Before discussing the papers in detail, some background will be helpful. NK cells discriminate abnormal cells from normal ones using several recognition strategies. One recognition mechanism is called “missing self” recognition and is mediated by inhibitory receptors that are specific for MHC class I (MHC I) molecules and are displayed on the plasma membranes of NK cells. Normal cells expressing MHC I engage these inhibitory receptors and prevent lysis of the normal cells by NK cells, whereas infected or transformed cells often suppress MHC I expression (presumably to evade CD8+ T cell recognition), and thus are more susceptible to being killed by NK cells. The first hints of missing self recognition came in a roundabout way from the discovery of a phenomenon called hybrid resistance. First described in the 1960s (3, 4), these findings culminated in 1971 in the two Pillars papers discussed here, from Cudkowicz and Bennett, with the unforgettable titles, “Peculiar Immunobiology of Bone Marrow Allografts. I and II” (1, 2). The results were surprising and well ahead of their time. NK cells were only discovered a few years later (5, 6), and several more years passed before it was realized that NK cells mediate this peculiar immunobiology. The molecular basis of this recognition process was only solved in the 1990s.

The role of the MHC in rapid rejection of skin or solid organ transplants was well studied by the 1960s.
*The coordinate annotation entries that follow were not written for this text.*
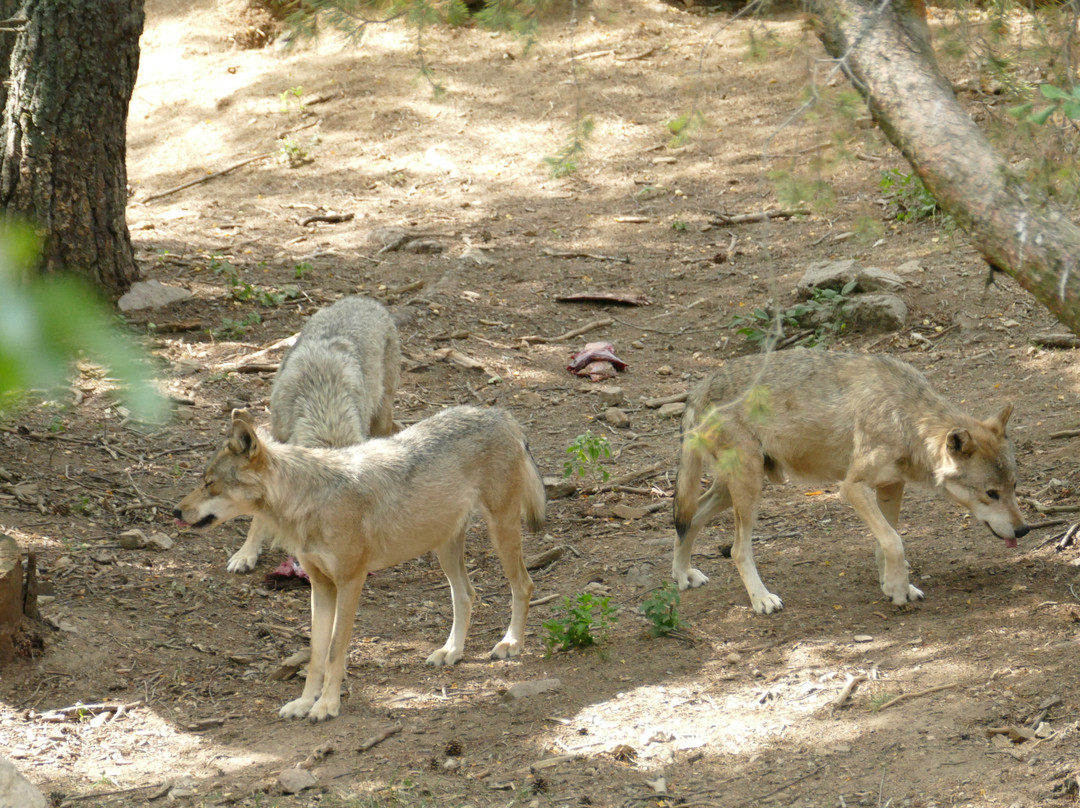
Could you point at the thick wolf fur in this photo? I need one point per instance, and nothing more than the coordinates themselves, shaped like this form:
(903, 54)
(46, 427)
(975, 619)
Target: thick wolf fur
(873, 422)
(346, 512)
(335, 388)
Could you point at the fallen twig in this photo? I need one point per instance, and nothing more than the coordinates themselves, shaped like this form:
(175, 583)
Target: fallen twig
(742, 218)
(577, 254)
(206, 178)
(851, 684)
(918, 694)
(569, 335)
(331, 218)
(379, 738)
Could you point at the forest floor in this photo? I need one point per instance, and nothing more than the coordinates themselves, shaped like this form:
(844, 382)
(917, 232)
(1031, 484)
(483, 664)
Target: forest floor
(738, 710)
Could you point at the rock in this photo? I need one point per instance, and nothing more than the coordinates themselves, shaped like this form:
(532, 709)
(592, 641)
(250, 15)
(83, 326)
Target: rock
(16, 791)
(151, 295)
(617, 418)
(525, 689)
(674, 409)
(837, 274)
(293, 781)
(558, 487)
(611, 396)
(133, 539)
(875, 312)
(159, 541)
(11, 596)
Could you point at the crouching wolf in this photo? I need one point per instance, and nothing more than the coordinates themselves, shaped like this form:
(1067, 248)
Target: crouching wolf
(873, 422)
(346, 512)
(335, 388)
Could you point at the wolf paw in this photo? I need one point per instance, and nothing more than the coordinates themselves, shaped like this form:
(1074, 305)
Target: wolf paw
(767, 603)
(904, 594)
(323, 710)
(444, 657)
(692, 579)
(242, 562)
(296, 709)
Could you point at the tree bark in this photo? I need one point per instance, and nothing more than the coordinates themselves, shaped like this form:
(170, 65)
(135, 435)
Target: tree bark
(70, 72)
(883, 46)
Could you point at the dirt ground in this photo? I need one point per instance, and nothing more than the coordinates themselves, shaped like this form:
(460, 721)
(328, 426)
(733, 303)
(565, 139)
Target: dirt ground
(740, 709)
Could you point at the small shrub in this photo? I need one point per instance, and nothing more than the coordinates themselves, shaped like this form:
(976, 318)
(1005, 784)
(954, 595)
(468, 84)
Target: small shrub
(581, 622)
(585, 454)
(661, 609)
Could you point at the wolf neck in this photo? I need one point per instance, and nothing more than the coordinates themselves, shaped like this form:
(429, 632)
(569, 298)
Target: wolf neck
(297, 482)
(933, 429)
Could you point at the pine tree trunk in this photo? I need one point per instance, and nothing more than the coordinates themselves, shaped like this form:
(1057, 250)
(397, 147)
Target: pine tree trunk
(70, 75)
(885, 46)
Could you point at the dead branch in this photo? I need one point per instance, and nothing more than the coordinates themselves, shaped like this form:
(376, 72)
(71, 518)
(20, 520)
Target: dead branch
(569, 335)
(577, 254)
(206, 178)
(379, 738)
(849, 687)
(743, 218)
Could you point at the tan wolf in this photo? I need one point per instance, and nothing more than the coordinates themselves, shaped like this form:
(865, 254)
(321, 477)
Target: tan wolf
(346, 512)
(335, 388)
(873, 422)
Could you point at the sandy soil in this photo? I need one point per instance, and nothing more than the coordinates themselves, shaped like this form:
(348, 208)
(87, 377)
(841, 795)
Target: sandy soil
(740, 709)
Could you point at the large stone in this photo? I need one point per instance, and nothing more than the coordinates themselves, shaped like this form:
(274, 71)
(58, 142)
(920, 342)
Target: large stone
(16, 791)
(837, 274)
(151, 295)
(874, 312)
(11, 595)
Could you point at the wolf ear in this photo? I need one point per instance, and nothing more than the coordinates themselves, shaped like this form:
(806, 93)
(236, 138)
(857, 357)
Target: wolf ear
(997, 423)
(242, 439)
(960, 442)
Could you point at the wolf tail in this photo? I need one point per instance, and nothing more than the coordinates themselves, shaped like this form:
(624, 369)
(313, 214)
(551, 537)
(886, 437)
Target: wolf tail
(534, 500)
(688, 477)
The pattern of rejection between strains with different MHC alleles led to the “laws of transplantation,” which are in accord with the familiar notion that tissue with foreign MHC is rejected: MHC homozygotes (for illustration, MHCa/a) reject allogeneic (MHCb/b) or heterozygous (MHCa/b) tissue, whereas MHCa/b heterozygotes accept tissue from either homozygous parent (MHCa/a or MHCb/b). Cudkowicz et al. examined irradiated mice that were injected with bone marrow from various strains. They used a specialized assay to detect proliferating donor bone marrow cells as an index of successful engraftment. As with other types of transplants, MHCa/a mice rejected MHCb/b bone marrow, at least in some combinations (allorejection). Unlike other tissue types, however, MHCa/a bone marrow transplants were rejected by MHCa/b heterozygous (F1 hybrid) mice, which led to the sobriquet “F1 hybrid resistance” to describe the phenomenon (3). This pattern of bone marrow cell rejection violated the known laws of transplantation.
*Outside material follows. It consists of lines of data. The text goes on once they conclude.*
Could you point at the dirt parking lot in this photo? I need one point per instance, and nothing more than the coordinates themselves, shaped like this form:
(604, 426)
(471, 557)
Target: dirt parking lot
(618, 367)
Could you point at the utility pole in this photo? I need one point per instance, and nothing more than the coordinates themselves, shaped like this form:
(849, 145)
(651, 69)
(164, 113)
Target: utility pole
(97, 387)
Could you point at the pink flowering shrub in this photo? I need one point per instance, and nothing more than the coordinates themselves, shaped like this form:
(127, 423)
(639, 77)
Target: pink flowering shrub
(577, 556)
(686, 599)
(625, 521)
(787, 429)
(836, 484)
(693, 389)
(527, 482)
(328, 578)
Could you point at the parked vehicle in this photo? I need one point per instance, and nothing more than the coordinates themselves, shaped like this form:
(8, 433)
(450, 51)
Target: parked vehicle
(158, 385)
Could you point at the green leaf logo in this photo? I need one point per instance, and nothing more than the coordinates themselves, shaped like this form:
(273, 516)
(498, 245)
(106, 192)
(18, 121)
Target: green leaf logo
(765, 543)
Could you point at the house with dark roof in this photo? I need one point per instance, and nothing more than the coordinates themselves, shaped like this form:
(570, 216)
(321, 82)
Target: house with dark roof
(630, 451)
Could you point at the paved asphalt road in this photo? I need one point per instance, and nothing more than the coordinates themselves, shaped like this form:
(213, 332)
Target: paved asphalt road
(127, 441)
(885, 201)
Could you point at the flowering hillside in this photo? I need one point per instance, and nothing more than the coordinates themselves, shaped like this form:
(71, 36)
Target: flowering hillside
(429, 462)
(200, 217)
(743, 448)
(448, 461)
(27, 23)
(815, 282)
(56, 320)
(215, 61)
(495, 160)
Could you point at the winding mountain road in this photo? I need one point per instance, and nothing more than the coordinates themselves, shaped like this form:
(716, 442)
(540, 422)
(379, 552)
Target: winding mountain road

Hybrid resistance was first reported in earlier papers by Cudkowicz and Stimpfling (3, 4), as was the fact that rejection of fully allogeneic bone marrow also unexpectedly occurs in irradiated mice. However, the two 1971 papers featured in this commentary represented the most comprehensive analysis of the phenomena while highlighting exactly how unusual these responses were. Peculiar I examined rejection of fully allogeneic cells, whereas Peculiar II examined rejection of parental strain bone marrow by F1 hybrids, that is, hybrid resistance. Later studies showed that allorejection of bone marrow is especially complicated, because both T cells and NK cells may contribute to rejection, apparently even in irradiated hosts at late time points (7). Nevertheless, we now know that rejection of allogeneic bone marrow by NK cells is mediated in part by the same mechanisms as hybrid resistance. This is because the donor marrow cells lack MHC molecules of the recipient, just as donor MHCa/a parental marrow cells lack MHC molecules of an MHCa/b F1 recipient.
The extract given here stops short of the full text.